I sent over the songs to the relevant representatives. One of the first singers who got back to my correspondence was Seal, and he is the musician who is the closest to me. We met the evening that I arrived back in Los Angeles. As we are both Brits, and there is not long till his album needs to come out. I know next year there going to be a film and it catapult to success next year.
They descended into the studio like miners, ready to dig out something rare and uncut from the rock. Seal arrived already humming a melody, half-dressed in a raincoat and scarf as if he'd just stepped off a Heathrow concourse, face radiant with anticipation. The producer, a man with a reputation for both genius and sadism, greeted them with a curt nod and a prescription bottle of dexedrine stashed under the mixing desk. Rose, running on post-jetlag adrenaline and the guilty thrill of knowing she was neglecting both her daughters and her agent's calendar, felt a squirm of excitement at the prospect of the challenge.
They started with the bones: Seal's voice—sonorous, honey and smoke—over a patchwork of piano chords Rose had scribbled on a napkin during her flight in. The words came awkward at first, as if the language needed to be coaxed from deep in their throats, but soon they were all lobbing lines and melodies back and forth, each pass smoothing the roughness, chiseling away the cliché. At two a.m., the producer left, muttering about getting "proper ears" in the morning, leaving Seal and Rose alone with the city lights blinking through the glass.
They worked in near silence, save for the dogged repetition of takes—Seal's voice sometimes cracking on the high note, Rose playing and replaying the bridge until her wrist throbbed. Strung out on caffeine, Seal told her about the time he'd nearly drowned as a boy, how it made him believe every breath was a song; Rose, not to be outdone, confessed that she'd once faked illiteracy for a week when she was eight, just to see if her mother would notice. "That's the chorus," Seal said, and it was.
Dawn came in gray sheets, and with it the producer and his "proper ears." He listened to the night's work once, then again, and for a moment his face was inscrutable, the kind of blank only years in the industry could cultivate. Then, without preamble, he cranked the monitor speakers and let the song fill the building, leaking out through the halls and into the lot beyond.
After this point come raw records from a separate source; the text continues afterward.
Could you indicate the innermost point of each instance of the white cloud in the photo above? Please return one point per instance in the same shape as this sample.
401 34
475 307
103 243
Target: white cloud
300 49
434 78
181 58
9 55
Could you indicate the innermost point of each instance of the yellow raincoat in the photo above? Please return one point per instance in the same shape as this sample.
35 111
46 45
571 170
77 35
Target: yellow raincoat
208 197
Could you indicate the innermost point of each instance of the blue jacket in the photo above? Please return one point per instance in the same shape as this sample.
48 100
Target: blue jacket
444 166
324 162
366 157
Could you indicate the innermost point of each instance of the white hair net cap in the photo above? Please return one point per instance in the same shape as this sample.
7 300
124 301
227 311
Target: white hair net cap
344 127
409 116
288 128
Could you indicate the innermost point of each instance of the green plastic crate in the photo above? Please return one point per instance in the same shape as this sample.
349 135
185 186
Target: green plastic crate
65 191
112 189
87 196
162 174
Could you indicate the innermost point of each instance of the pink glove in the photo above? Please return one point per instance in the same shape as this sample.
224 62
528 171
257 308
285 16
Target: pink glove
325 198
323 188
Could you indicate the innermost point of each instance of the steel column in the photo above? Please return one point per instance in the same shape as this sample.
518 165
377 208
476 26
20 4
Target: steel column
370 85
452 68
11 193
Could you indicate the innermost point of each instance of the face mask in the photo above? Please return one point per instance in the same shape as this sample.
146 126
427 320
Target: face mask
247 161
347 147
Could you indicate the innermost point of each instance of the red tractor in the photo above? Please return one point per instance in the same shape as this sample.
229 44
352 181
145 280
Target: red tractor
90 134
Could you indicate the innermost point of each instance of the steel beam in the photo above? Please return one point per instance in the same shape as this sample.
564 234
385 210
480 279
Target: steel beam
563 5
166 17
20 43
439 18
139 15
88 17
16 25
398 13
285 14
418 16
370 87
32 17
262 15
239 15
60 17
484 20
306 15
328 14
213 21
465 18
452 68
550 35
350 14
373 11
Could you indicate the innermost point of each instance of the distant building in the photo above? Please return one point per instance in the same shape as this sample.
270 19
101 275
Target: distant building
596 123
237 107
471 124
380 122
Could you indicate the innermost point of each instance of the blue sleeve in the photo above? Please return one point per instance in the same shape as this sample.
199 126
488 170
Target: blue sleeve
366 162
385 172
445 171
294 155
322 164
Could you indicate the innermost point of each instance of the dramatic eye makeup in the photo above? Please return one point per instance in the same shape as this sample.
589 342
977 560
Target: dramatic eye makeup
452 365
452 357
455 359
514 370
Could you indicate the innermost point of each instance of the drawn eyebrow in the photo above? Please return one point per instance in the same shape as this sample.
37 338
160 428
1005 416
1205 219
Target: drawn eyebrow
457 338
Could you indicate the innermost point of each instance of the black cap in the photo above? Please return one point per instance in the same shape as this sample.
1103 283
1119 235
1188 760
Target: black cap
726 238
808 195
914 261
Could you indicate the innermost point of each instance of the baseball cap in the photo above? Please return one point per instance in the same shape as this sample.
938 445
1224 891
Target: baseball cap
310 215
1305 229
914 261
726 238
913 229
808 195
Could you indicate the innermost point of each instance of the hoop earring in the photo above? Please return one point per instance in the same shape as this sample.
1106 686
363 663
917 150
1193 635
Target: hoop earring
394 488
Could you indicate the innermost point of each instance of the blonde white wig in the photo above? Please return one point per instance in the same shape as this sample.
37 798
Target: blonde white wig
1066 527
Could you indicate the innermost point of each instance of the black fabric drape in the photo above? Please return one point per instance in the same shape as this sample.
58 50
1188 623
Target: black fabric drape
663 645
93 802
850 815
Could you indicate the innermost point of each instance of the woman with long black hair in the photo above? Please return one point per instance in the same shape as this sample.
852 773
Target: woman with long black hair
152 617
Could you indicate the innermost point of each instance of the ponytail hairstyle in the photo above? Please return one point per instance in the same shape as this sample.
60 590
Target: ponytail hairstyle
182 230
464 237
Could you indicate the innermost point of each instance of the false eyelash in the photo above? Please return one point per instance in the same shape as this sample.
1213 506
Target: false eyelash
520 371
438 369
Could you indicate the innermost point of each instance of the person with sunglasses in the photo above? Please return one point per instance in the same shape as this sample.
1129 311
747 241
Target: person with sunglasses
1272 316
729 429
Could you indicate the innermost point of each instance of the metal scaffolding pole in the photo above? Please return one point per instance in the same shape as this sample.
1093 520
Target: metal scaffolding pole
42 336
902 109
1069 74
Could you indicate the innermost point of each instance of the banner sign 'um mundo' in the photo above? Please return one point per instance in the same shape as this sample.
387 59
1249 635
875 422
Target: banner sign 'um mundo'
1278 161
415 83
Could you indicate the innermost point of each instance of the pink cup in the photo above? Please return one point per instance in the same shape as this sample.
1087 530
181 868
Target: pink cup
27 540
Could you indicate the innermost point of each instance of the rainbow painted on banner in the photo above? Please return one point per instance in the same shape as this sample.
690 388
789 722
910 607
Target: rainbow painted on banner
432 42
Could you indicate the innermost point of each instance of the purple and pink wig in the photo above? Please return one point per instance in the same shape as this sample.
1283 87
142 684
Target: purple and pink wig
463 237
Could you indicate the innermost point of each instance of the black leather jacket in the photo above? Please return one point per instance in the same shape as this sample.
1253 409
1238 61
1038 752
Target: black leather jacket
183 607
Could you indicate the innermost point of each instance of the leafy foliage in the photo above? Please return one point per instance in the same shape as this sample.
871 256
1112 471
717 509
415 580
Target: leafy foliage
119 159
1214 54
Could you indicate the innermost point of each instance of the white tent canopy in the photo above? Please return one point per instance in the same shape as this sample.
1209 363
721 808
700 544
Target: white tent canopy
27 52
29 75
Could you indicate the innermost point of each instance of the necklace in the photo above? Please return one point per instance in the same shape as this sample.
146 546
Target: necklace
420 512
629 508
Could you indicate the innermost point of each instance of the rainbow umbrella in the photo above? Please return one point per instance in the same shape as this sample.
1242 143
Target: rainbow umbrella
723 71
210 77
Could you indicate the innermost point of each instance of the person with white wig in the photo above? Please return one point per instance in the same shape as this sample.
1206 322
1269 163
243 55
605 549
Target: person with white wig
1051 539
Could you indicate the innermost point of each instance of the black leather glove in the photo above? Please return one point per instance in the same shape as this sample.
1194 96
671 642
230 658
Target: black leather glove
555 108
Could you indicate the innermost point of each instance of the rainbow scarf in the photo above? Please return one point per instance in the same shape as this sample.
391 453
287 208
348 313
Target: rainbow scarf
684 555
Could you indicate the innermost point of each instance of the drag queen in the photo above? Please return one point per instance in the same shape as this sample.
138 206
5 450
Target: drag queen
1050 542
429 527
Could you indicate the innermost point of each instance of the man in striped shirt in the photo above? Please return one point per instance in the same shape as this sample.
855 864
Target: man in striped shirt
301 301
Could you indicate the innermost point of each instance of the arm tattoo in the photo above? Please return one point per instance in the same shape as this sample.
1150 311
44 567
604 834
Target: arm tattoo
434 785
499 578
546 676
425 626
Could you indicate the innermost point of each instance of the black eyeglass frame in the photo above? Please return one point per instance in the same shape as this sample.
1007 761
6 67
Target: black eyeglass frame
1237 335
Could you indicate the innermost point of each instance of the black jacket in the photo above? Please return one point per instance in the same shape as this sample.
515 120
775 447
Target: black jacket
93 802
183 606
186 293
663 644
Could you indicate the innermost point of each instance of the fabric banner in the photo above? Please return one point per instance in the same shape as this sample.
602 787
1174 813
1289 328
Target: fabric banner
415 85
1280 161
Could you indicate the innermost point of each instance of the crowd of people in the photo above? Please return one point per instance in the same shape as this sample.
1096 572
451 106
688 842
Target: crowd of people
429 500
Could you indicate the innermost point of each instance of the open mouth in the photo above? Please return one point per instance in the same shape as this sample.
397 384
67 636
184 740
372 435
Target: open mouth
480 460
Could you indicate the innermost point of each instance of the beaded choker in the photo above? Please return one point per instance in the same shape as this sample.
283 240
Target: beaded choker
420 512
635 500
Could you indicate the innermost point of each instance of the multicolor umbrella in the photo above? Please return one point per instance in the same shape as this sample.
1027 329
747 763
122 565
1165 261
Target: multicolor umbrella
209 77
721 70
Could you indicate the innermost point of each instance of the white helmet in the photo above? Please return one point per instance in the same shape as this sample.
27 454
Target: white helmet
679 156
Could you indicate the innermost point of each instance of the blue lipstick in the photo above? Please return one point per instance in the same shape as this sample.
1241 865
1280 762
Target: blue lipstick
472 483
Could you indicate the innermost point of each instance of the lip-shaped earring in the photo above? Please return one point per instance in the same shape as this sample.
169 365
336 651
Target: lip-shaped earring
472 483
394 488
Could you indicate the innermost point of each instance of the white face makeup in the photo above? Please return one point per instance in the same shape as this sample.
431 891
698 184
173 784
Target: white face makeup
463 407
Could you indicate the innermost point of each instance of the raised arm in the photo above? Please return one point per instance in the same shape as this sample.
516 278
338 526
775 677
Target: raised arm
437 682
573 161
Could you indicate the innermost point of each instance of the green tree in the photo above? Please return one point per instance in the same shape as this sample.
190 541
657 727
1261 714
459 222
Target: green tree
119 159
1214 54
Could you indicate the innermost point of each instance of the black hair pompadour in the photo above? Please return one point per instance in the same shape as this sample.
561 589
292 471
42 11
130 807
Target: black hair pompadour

Rose glanced over at Seal, who grinned like a kid who'd just seen snow for the first time. She felt the kind of pride that was almost maternal—no, something more dangerous, like she'd touched the live wire of her own ambition and was not about to let go. This was what she came to Los Angeles for. This was what her grandmother had burned for in smoky backrooms and what her mother had never quite reached.
When the studio executive arrived the next afternoon—crisp suit, theatrical sunglasses, a smile that never left his lips—he listened to the track all the way through without interruption. He sat back, steepled his fingers, and said, "This isn't just a track for the album. This is the single. We're going to lead with this."
They all knew, in that moment, that the song had already escaped them. It would be performed, remixed, memed, and lived with by millions in ways they'd never planned or imagined. But right now, in this antiseptic conference room, it belonged to them alone. Rose felt the exhaustion seep from her bones, replaced by a giddy, effervescent certainty.
They spent the rest of the day fine-tuning the mix, arguing over hi-hat patterns and the exact decibel level of the backing vocals. By evening, the master was ready. The executive called in the label's PR team, who began their battle plan
Rose left the building as the sun was setting, the city flickering gold, the song playing on loop in her mind. She realised this was the first time in years she hadn't heard her mother's voice second-guessing every choice. This was hers. The new single.
In the coming weeks, the song will be released and sold to the public, and it should be beneficial to my bank account.